Wednesday, July 09, 2008

4th of July thoughts about peace

Someone on the Mennonite peace list forwarded this excerpt from a monologue on an NPR radio show.

It aired on the afternoon of the 4th. Original airing was on Memorial Day in 2005. The title of the monologue is "Ode to War and Peace", by Joe Frank.

"There are no medals to peace, no honors, no marching bands, no great monuments to peace, no hymns sung, no great odes, no martial melodies, no parades to peace.

"There are no gigantic fireworks displays, no champagne corks popped to peace, no last cigarette smoked in its honor. There is no night before peace, no declaration of peace. The very absurdity of a nation declaring peace on another shocks the imagination.

"And who among us can say that he has heard of the spoils of peace? Is there such a thing as a peace hero? Who among us have gathered with his old cronies late at night, hoisted a glass and told peace stories? What valiant young man has been welcomed back from peace?

"What young boy has gazed longingly at his father, saying that he would willingly go to peace to save his country?"

Joe Frank has a dark sense of humor, so this excerpt is the close of a satirical piece extolling war, in the vein of Mark Twain's famous story (and prayer), The War Prayer. The lines immediately preceding "There are no medals to peace" are:

"What is peace but an excuse, a reason for cowardice, a refusal to accept one's responsibilities? I spit on peace. I lift my leg on peace. I have my dog despoil the miserable garden of peace."

You can read the whole thing at http://www.hearingvoices.com/transcript.php?fID=181.

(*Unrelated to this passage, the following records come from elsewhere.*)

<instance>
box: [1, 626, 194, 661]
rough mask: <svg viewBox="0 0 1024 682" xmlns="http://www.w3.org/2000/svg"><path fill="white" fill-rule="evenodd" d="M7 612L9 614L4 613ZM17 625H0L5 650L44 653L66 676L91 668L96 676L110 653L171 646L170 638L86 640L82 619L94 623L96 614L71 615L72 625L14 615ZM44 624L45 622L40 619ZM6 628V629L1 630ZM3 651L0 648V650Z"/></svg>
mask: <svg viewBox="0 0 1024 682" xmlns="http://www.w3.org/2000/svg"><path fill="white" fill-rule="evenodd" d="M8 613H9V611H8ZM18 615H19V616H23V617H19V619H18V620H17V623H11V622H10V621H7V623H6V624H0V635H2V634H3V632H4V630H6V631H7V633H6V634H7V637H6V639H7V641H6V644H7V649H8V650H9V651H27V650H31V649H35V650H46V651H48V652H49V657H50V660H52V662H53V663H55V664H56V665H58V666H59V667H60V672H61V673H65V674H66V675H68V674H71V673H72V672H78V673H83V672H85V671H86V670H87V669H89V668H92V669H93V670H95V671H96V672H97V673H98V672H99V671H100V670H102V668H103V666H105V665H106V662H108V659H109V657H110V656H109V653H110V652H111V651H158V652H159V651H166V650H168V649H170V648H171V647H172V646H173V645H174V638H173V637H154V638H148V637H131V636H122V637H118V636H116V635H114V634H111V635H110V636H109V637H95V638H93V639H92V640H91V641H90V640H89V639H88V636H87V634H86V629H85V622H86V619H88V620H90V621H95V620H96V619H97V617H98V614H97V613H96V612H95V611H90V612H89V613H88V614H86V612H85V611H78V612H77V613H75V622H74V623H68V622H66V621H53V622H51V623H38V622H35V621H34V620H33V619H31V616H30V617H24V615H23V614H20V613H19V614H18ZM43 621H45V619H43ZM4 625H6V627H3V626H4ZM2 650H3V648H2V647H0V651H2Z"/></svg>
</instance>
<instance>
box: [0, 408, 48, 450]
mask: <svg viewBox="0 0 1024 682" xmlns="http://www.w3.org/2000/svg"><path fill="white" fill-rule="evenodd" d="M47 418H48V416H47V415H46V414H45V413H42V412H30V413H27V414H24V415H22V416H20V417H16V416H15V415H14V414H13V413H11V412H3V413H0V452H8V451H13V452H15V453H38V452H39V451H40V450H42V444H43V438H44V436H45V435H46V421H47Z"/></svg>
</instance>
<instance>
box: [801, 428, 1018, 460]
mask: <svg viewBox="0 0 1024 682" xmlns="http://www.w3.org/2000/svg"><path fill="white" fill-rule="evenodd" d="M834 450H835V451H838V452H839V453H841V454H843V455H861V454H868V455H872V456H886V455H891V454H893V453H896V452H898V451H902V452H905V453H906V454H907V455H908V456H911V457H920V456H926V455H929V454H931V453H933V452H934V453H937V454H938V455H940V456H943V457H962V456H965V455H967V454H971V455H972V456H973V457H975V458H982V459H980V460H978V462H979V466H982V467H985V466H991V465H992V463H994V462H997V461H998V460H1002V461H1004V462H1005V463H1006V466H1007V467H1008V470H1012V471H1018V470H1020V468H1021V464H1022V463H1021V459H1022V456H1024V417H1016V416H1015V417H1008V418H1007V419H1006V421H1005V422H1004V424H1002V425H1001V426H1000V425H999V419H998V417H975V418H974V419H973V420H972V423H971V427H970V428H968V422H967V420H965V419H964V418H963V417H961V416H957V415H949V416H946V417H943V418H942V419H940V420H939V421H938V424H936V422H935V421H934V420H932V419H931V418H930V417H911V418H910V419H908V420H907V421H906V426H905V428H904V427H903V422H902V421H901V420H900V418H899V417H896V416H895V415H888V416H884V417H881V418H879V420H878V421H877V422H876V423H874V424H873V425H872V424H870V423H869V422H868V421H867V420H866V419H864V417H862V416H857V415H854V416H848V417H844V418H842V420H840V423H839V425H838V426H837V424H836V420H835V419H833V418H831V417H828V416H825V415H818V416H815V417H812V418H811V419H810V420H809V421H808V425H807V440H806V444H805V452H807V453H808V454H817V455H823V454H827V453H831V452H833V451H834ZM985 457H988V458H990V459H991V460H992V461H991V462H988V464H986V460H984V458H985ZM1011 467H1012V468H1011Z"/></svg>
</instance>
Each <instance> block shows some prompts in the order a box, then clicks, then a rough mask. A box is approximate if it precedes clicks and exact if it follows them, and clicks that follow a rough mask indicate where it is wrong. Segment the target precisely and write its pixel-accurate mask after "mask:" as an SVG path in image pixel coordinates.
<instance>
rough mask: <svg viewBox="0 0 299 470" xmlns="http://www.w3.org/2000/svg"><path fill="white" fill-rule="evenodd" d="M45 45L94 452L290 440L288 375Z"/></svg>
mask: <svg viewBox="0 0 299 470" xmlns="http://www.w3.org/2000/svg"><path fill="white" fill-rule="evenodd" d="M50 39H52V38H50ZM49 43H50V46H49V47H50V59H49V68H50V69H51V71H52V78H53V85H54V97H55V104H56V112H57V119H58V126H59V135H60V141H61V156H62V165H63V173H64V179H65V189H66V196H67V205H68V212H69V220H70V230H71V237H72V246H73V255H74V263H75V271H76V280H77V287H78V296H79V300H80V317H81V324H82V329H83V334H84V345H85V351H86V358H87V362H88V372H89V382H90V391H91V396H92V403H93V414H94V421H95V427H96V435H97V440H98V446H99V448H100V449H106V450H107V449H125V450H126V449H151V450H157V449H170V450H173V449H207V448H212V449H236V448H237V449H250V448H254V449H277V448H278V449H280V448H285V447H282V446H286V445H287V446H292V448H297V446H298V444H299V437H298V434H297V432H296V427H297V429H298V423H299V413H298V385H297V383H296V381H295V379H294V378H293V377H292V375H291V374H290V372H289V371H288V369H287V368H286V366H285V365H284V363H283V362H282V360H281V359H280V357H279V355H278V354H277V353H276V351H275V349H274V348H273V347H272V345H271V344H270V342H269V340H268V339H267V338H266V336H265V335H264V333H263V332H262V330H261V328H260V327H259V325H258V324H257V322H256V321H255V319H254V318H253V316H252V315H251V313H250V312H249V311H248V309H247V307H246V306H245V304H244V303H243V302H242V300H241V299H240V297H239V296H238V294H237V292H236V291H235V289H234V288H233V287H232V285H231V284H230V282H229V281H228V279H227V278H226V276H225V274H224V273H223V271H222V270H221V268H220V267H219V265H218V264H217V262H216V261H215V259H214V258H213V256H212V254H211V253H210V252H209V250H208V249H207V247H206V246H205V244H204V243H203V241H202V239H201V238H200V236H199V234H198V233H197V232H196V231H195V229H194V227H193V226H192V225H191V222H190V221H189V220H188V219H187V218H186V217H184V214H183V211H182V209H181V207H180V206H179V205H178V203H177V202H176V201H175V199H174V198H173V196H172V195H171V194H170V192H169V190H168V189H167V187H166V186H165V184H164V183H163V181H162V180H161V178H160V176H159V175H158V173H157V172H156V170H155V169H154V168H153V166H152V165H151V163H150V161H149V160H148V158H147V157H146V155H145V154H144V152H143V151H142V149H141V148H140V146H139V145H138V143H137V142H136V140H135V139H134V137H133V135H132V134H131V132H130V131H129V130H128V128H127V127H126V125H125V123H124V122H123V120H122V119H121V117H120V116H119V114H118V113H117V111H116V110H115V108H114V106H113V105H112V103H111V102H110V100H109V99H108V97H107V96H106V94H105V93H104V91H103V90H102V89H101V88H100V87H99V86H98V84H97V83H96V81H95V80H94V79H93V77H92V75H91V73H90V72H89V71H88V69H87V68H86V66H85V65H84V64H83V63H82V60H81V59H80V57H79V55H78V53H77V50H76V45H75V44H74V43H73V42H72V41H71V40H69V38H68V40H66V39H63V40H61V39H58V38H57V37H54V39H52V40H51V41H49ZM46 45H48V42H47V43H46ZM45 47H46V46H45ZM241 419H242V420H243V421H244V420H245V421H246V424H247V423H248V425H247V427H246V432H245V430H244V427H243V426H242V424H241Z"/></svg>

If you've never read the Mark Twain story, it's just 14 paragraphs long and well worth the short time to read it and the perhaps longer time to 'inwardly digest'. It wasn't published until late 1916, 6 years after he died. His family worried that it would be considered sacrilegious, his publisher felt queasy about it, and he confessed to having suppressed it out of fear. It was published in Harper's in late 1916, while the USA was still officially neutral in WW1. Five or six months later, it would again have been considered unfit for publication. Too "unpatriotic".